# HELP::ethernet controller driver



## keisha_cervs (Aug 5, 2007)

ethernet controller driver for my Compaq Presario 2500

and please include also my infrared driver.. pleeeeeeae

thanks..


----------



## quizme1220 (Sep 21, 2004)

Since you didn't give your computer specs this link may/may not help with the ethernet driver you need http://h10025.www1.hp.com/ewfrf/wc/softwareList?os=228&lc=en&cc=us&dlc=en&product=385154.


----------



## keisha_cervs (Aug 5, 2007)

havn't giv any specs bcoz m not so sure with what are the one's installed in my notebook. sorry, newbies here.

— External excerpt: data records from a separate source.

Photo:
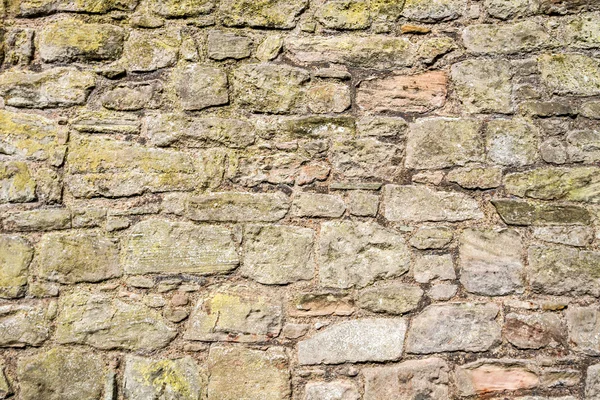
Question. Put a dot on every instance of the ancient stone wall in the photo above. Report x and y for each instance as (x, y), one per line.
(299, 199)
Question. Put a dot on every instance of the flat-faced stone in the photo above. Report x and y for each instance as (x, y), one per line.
(106, 323)
(77, 257)
(415, 379)
(359, 253)
(235, 314)
(241, 373)
(420, 204)
(370, 339)
(278, 254)
(454, 327)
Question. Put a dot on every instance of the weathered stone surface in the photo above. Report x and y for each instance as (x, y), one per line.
(235, 314)
(358, 253)
(392, 298)
(270, 88)
(443, 142)
(280, 14)
(403, 93)
(454, 327)
(57, 87)
(507, 38)
(534, 331)
(16, 183)
(243, 207)
(62, 374)
(429, 267)
(517, 212)
(344, 14)
(490, 262)
(106, 323)
(414, 379)
(149, 51)
(370, 339)
(163, 247)
(511, 142)
(26, 324)
(241, 373)
(278, 254)
(484, 86)
(580, 184)
(335, 390)
(574, 74)
(373, 52)
(112, 168)
(72, 40)
(488, 376)
(561, 270)
(420, 203)
(146, 378)
(199, 86)
(77, 257)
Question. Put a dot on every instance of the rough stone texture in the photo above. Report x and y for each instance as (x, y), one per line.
(355, 341)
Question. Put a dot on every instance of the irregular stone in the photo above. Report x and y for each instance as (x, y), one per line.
(178, 130)
(454, 327)
(359, 253)
(242, 207)
(224, 45)
(62, 374)
(106, 323)
(369, 339)
(580, 236)
(511, 142)
(560, 270)
(320, 304)
(443, 142)
(240, 373)
(522, 36)
(16, 183)
(414, 379)
(533, 331)
(112, 168)
(392, 298)
(148, 51)
(198, 86)
(490, 262)
(270, 88)
(158, 246)
(484, 86)
(57, 87)
(476, 177)
(488, 376)
(377, 51)
(24, 324)
(77, 257)
(420, 204)
(279, 14)
(237, 314)
(517, 212)
(71, 40)
(574, 74)
(344, 14)
(335, 390)
(146, 378)
(278, 254)
(431, 238)
(570, 184)
(402, 93)
(430, 266)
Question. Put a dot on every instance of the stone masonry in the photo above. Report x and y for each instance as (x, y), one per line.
(299, 199)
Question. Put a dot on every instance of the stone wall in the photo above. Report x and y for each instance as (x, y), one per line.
(299, 200)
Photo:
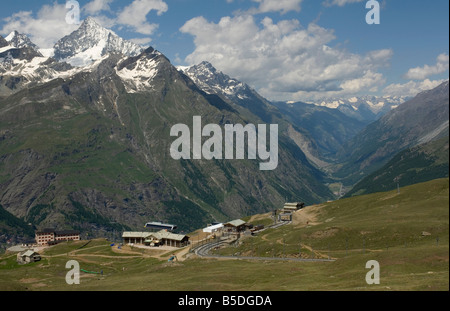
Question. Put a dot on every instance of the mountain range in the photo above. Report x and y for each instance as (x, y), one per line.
(87, 147)
(85, 137)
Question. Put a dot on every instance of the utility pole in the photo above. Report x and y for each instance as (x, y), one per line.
(397, 180)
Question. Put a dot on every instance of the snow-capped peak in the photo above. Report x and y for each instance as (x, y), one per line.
(91, 42)
(212, 81)
(19, 40)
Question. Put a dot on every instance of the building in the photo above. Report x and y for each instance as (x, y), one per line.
(292, 207)
(134, 237)
(164, 238)
(285, 217)
(156, 225)
(51, 236)
(28, 256)
(235, 226)
(161, 238)
(213, 228)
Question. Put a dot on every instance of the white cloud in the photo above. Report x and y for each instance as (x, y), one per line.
(135, 15)
(284, 60)
(45, 29)
(144, 42)
(339, 2)
(421, 73)
(411, 88)
(283, 6)
(96, 6)
(49, 24)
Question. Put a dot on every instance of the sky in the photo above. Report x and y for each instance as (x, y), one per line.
(290, 50)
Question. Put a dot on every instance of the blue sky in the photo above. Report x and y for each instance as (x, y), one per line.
(286, 49)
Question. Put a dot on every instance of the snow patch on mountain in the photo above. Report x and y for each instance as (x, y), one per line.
(90, 42)
(139, 75)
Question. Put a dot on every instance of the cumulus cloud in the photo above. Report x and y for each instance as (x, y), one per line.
(283, 6)
(421, 73)
(96, 6)
(49, 24)
(135, 15)
(411, 88)
(284, 59)
(339, 2)
(44, 29)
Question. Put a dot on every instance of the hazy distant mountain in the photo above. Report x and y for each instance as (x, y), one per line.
(363, 108)
(329, 128)
(420, 120)
(89, 147)
(248, 102)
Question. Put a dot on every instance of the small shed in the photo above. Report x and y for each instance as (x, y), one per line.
(293, 207)
(28, 256)
(237, 225)
(213, 229)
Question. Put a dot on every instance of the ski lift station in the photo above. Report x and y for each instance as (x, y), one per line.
(156, 225)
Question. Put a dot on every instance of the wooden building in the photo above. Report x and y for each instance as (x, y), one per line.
(161, 238)
(51, 236)
(235, 226)
(28, 257)
(292, 207)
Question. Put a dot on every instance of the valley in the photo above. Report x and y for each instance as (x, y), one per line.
(85, 140)
(386, 227)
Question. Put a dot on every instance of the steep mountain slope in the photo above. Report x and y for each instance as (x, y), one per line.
(364, 108)
(249, 103)
(328, 127)
(419, 120)
(90, 42)
(415, 165)
(91, 151)
(19, 40)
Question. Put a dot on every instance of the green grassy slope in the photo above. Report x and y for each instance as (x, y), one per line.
(386, 227)
(414, 165)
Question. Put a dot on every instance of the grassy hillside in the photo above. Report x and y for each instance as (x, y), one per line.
(414, 165)
(386, 227)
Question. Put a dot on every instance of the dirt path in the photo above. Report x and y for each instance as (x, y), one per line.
(307, 216)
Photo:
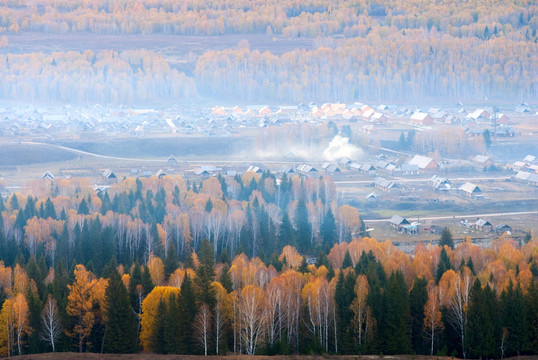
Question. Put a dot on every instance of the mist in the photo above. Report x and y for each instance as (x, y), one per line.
(340, 148)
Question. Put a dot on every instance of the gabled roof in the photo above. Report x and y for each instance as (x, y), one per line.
(304, 168)
(398, 220)
(421, 161)
(482, 222)
(470, 188)
(383, 183)
(419, 116)
(481, 158)
(172, 159)
(254, 169)
(108, 174)
(47, 175)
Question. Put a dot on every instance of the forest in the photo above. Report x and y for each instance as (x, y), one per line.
(364, 50)
(253, 265)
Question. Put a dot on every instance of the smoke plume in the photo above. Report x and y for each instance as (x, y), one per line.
(340, 148)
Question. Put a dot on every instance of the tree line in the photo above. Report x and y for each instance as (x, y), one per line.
(310, 18)
(150, 258)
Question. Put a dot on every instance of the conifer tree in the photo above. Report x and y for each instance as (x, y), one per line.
(328, 230)
(395, 322)
(444, 265)
(446, 238)
(302, 226)
(418, 296)
(121, 323)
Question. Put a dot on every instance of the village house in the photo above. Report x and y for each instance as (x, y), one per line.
(305, 169)
(527, 178)
(503, 228)
(424, 163)
(402, 225)
(483, 161)
(420, 118)
(469, 189)
(440, 183)
(383, 184)
(109, 177)
(483, 225)
(171, 161)
(479, 114)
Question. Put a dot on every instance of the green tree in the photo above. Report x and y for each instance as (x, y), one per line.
(418, 296)
(444, 265)
(395, 324)
(483, 330)
(487, 138)
(512, 312)
(121, 323)
(188, 309)
(302, 226)
(446, 238)
(83, 208)
(328, 230)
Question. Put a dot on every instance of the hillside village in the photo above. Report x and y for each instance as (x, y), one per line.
(385, 174)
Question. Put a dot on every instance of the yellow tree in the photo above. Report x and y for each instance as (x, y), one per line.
(361, 320)
(156, 269)
(21, 322)
(81, 302)
(252, 317)
(7, 331)
(433, 324)
(148, 318)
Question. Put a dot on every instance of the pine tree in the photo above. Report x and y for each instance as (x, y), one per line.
(328, 230)
(188, 309)
(531, 312)
(121, 323)
(512, 310)
(286, 234)
(50, 211)
(225, 278)
(83, 208)
(347, 262)
(483, 330)
(172, 326)
(444, 265)
(395, 324)
(302, 226)
(446, 238)
(418, 296)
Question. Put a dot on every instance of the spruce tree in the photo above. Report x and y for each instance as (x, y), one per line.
(418, 296)
(395, 324)
(328, 230)
(286, 234)
(121, 323)
(347, 262)
(83, 208)
(302, 226)
(446, 238)
(512, 311)
(531, 312)
(188, 309)
(444, 265)
(172, 326)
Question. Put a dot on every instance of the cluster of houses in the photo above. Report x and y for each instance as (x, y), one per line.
(221, 121)
(527, 170)
(402, 225)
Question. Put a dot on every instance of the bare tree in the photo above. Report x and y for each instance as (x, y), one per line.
(202, 326)
(52, 326)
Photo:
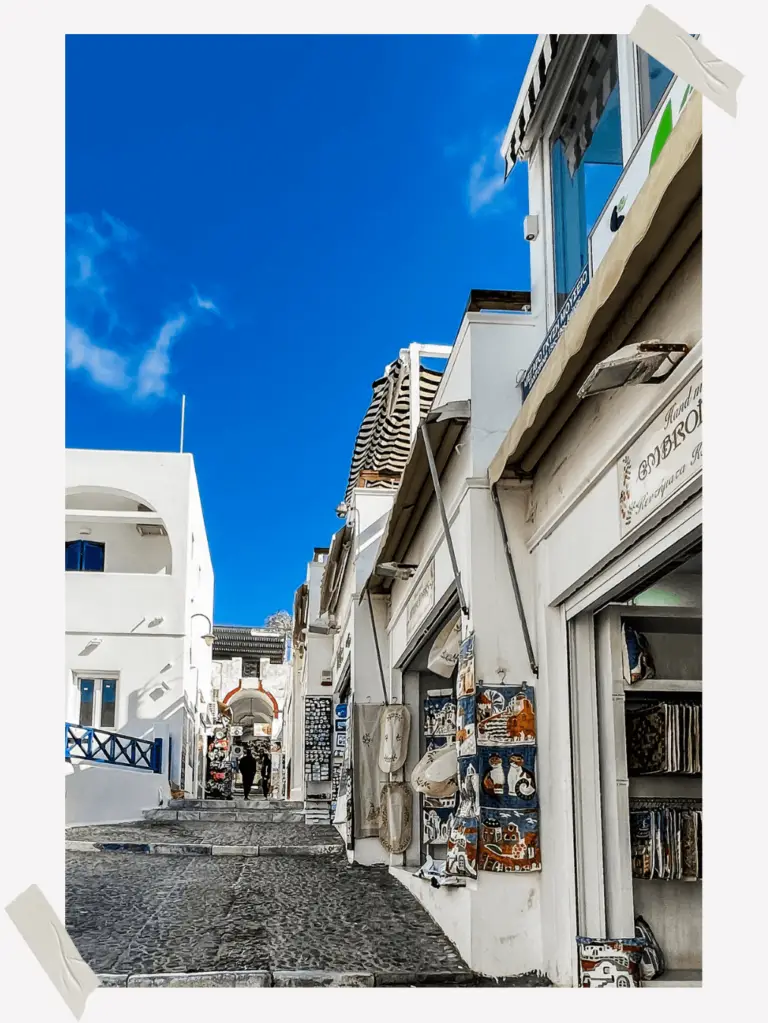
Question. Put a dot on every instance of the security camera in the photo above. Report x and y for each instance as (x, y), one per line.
(396, 570)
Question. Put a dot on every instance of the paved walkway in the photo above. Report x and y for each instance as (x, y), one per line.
(130, 914)
(287, 919)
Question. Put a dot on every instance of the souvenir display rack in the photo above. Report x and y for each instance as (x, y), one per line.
(672, 907)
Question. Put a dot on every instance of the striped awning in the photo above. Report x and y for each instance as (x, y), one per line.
(585, 108)
(384, 441)
(524, 112)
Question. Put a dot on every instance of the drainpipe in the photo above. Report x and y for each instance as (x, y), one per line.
(444, 517)
(513, 577)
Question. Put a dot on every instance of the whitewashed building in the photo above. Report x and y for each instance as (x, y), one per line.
(563, 444)
(138, 606)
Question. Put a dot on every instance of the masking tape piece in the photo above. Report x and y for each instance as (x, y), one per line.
(45, 934)
(670, 44)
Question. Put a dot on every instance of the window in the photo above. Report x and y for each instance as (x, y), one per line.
(97, 702)
(586, 159)
(652, 81)
(84, 556)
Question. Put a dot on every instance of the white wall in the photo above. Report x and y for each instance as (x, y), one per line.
(144, 621)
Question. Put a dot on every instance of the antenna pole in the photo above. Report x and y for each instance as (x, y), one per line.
(183, 406)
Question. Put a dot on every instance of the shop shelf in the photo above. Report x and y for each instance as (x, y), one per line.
(665, 685)
(676, 978)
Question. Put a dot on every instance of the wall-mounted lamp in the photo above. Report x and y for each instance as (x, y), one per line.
(209, 637)
(646, 362)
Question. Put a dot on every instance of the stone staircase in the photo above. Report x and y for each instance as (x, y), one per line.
(229, 810)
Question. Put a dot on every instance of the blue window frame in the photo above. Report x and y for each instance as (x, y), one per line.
(586, 161)
(87, 691)
(108, 690)
(84, 556)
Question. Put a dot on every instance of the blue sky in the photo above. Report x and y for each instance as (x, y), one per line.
(261, 223)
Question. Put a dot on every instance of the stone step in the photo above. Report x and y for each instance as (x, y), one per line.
(230, 815)
(254, 803)
(289, 978)
(199, 849)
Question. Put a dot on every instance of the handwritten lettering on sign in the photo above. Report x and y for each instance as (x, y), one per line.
(666, 457)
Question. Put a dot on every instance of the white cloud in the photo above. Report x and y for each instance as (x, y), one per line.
(97, 342)
(155, 365)
(103, 365)
(486, 177)
(201, 303)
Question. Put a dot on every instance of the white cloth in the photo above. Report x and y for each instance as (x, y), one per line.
(395, 728)
(367, 779)
(437, 772)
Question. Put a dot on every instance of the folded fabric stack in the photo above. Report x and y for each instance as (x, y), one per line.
(665, 739)
(666, 843)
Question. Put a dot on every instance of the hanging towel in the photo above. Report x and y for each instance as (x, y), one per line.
(395, 827)
(367, 779)
(395, 728)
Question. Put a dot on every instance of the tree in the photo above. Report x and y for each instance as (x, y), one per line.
(280, 621)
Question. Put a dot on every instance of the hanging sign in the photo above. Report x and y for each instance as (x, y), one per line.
(637, 171)
(663, 459)
(421, 599)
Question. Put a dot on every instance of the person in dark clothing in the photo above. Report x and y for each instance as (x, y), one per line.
(247, 771)
(266, 773)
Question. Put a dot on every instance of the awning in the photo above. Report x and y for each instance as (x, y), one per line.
(445, 426)
(541, 60)
(300, 613)
(334, 566)
(384, 439)
(662, 224)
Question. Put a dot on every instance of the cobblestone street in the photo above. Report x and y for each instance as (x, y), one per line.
(130, 914)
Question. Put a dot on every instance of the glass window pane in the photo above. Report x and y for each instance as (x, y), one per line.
(587, 161)
(653, 79)
(86, 702)
(108, 690)
(72, 556)
(93, 557)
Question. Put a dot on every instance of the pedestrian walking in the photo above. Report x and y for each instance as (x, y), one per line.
(266, 773)
(247, 771)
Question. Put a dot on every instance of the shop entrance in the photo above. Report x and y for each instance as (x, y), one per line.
(636, 703)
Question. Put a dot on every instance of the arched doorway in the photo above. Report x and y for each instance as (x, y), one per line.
(254, 714)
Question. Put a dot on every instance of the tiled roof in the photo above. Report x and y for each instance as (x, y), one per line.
(236, 640)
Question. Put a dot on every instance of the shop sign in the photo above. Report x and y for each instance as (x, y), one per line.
(667, 456)
(554, 332)
(637, 171)
(421, 601)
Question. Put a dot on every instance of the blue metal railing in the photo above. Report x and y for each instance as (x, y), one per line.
(111, 748)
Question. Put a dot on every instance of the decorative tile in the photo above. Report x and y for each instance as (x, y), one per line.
(462, 848)
(440, 715)
(465, 739)
(468, 788)
(509, 841)
(505, 716)
(610, 962)
(436, 826)
(465, 679)
(508, 777)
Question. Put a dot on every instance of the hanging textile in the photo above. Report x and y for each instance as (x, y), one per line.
(445, 651)
(395, 728)
(368, 780)
(584, 109)
(437, 772)
(395, 826)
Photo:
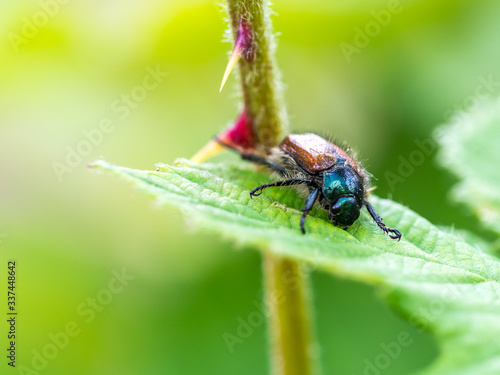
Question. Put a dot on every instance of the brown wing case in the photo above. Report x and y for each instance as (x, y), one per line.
(311, 152)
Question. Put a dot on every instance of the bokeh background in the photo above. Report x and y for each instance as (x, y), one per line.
(71, 232)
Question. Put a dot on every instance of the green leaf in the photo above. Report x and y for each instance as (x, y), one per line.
(434, 279)
(470, 150)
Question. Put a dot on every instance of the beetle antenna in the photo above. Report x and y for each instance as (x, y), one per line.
(393, 233)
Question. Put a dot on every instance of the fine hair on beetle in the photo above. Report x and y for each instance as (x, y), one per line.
(325, 173)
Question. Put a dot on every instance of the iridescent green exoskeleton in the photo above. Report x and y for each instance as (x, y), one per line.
(330, 175)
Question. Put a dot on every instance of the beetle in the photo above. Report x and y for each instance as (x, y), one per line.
(331, 176)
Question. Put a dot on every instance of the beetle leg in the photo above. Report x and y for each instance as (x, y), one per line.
(254, 158)
(393, 233)
(292, 181)
(309, 205)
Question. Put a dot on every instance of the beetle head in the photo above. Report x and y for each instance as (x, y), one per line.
(343, 189)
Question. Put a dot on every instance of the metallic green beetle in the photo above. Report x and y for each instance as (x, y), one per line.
(329, 175)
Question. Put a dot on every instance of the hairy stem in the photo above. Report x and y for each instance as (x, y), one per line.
(260, 77)
(286, 287)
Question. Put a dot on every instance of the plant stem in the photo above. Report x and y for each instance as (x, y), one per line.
(286, 287)
(260, 77)
(287, 294)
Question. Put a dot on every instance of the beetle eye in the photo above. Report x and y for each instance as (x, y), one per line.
(345, 212)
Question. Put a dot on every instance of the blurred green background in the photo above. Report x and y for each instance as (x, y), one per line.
(71, 231)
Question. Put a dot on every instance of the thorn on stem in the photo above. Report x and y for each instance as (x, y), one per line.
(243, 46)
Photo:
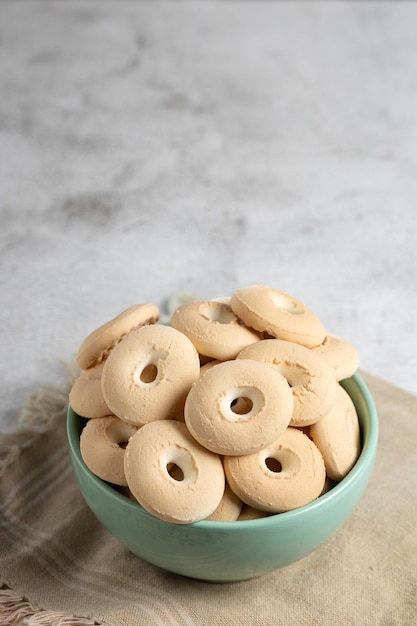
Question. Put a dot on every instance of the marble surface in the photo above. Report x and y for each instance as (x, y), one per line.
(150, 149)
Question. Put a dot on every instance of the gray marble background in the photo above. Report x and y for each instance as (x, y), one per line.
(149, 149)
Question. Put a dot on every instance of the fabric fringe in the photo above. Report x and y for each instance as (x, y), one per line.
(44, 407)
(16, 610)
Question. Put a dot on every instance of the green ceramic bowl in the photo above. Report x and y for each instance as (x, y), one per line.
(231, 551)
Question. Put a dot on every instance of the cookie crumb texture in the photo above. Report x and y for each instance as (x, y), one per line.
(239, 386)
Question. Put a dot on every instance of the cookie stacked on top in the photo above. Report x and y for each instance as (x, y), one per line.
(232, 411)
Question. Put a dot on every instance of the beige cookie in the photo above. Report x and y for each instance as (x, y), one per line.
(213, 328)
(277, 314)
(148, 375)
(341, 355)
(338, 436)
(86, 397)
(238, 407)
(283, 476)
(97, 345)
(229, 508)
(102, 446)
(171, 475)
(311, 379)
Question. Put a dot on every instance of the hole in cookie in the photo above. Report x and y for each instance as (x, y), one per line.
(149, 373)
(217, 312)
(241, 406)
(273, 465)
(175, 472)
(242, 403)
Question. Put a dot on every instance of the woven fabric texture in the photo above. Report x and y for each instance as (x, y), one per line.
(59, 566)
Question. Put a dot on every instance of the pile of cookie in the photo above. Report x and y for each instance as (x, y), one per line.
(232, 411)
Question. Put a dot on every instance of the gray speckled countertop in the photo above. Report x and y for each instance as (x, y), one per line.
(149, 149)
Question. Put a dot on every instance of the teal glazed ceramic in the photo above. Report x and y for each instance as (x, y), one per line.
(231, 551)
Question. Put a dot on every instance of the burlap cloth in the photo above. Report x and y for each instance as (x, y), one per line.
(59, 566)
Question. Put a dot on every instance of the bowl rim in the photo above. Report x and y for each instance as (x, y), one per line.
(366, 457)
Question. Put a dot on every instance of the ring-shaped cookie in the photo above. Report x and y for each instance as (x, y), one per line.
(97, 345)
(238, 407)
(213, 328)
(148, 375)
(283, 476)
(337, 436)
(340, 354)
(102, 446)
(277, 314)
(86, 396)
(311, 379)
(171, 475)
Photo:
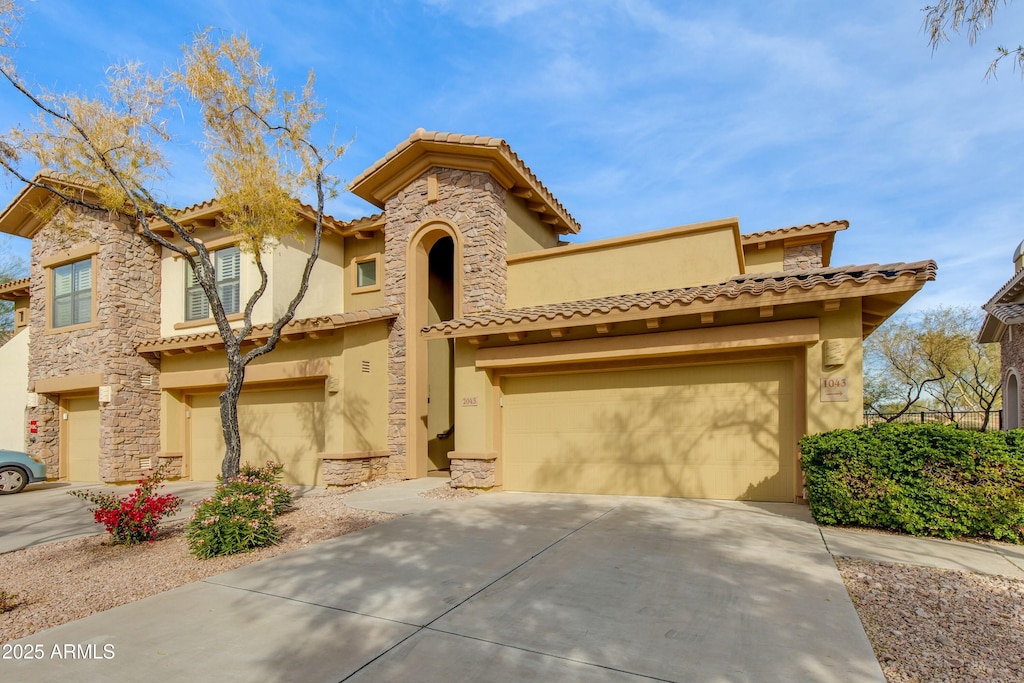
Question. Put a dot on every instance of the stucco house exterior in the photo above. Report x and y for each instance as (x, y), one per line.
(453, 331)
(1003, 324)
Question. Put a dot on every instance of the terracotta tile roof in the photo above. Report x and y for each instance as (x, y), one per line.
(755, 285)
(1008, 313)
(303, 327)
(479, 141)
(14, 289)
(795, 230)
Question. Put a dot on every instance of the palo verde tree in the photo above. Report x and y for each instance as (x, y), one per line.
(972, 16)
(260, 153)
(11, 267)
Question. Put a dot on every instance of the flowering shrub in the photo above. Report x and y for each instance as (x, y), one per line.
(239, 517)
(132, 519)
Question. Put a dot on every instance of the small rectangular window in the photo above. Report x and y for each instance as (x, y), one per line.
(227, 266)
(366, 273)
(72, 294)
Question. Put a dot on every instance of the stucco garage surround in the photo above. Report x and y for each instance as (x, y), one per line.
(283, 425)
(723, 431)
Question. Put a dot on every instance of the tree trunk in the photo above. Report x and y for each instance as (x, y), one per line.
(229, 416)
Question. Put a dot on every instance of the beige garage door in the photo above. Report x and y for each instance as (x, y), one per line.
(708, 431)
(82, 436)
(284, 425)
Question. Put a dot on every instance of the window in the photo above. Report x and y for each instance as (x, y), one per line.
(366, 273)
(227, 266)
(71, 290)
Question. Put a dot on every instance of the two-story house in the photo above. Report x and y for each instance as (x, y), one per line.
(455, 331)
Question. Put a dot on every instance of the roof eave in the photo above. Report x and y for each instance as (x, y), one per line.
(424, 151)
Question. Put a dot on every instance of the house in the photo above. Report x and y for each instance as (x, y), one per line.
(1004, 315)
(455, 331)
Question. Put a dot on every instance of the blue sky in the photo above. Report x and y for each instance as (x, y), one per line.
(638, 115)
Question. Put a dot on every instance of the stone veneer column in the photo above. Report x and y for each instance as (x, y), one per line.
(1012, 356)
(802, 257)
(474, 203)
(127, 311)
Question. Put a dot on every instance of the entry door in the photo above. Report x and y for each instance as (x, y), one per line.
(82, 438)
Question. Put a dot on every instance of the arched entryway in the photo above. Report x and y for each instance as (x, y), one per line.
(1011, 402)
(433, 295)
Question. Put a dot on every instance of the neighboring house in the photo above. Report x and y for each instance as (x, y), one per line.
(1003, 324)
(457, 331)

but i guess this would help you know it.

fax/modem: integrated v.90/v.92 56kb modem(RJ-11 connector)
i guess its by broadcom

network card: integrated 10/100BASE-T ethernet LAN (RJ-45 connector)
wireless connectivity: integrated 54g wireless LAN (see disclaimer)


----------



## keisha_cervs (Aug 5, 2007)

network card is by broadcom i guess


----------



## BCCOMP (Jul 9, 2007)

Hi, Keisha Cervs,
Welcome to the forum.
Quizme1220 is asking p/n or service tag number for this laptop. We need it to narrow down your search. Also need to know what OS is installed. You have a wireless ethernet and a hardwired ethernet controller which drivers are you looking for? Also your infared does not need a driver, your OS should install it automatically (I would think). If it is not functional it is probably disabled in you BIOS (this is the default setting). You should only enable this if you are going to use an infared device. Please supplies us with the requested info.
Thanks,
Bill


----------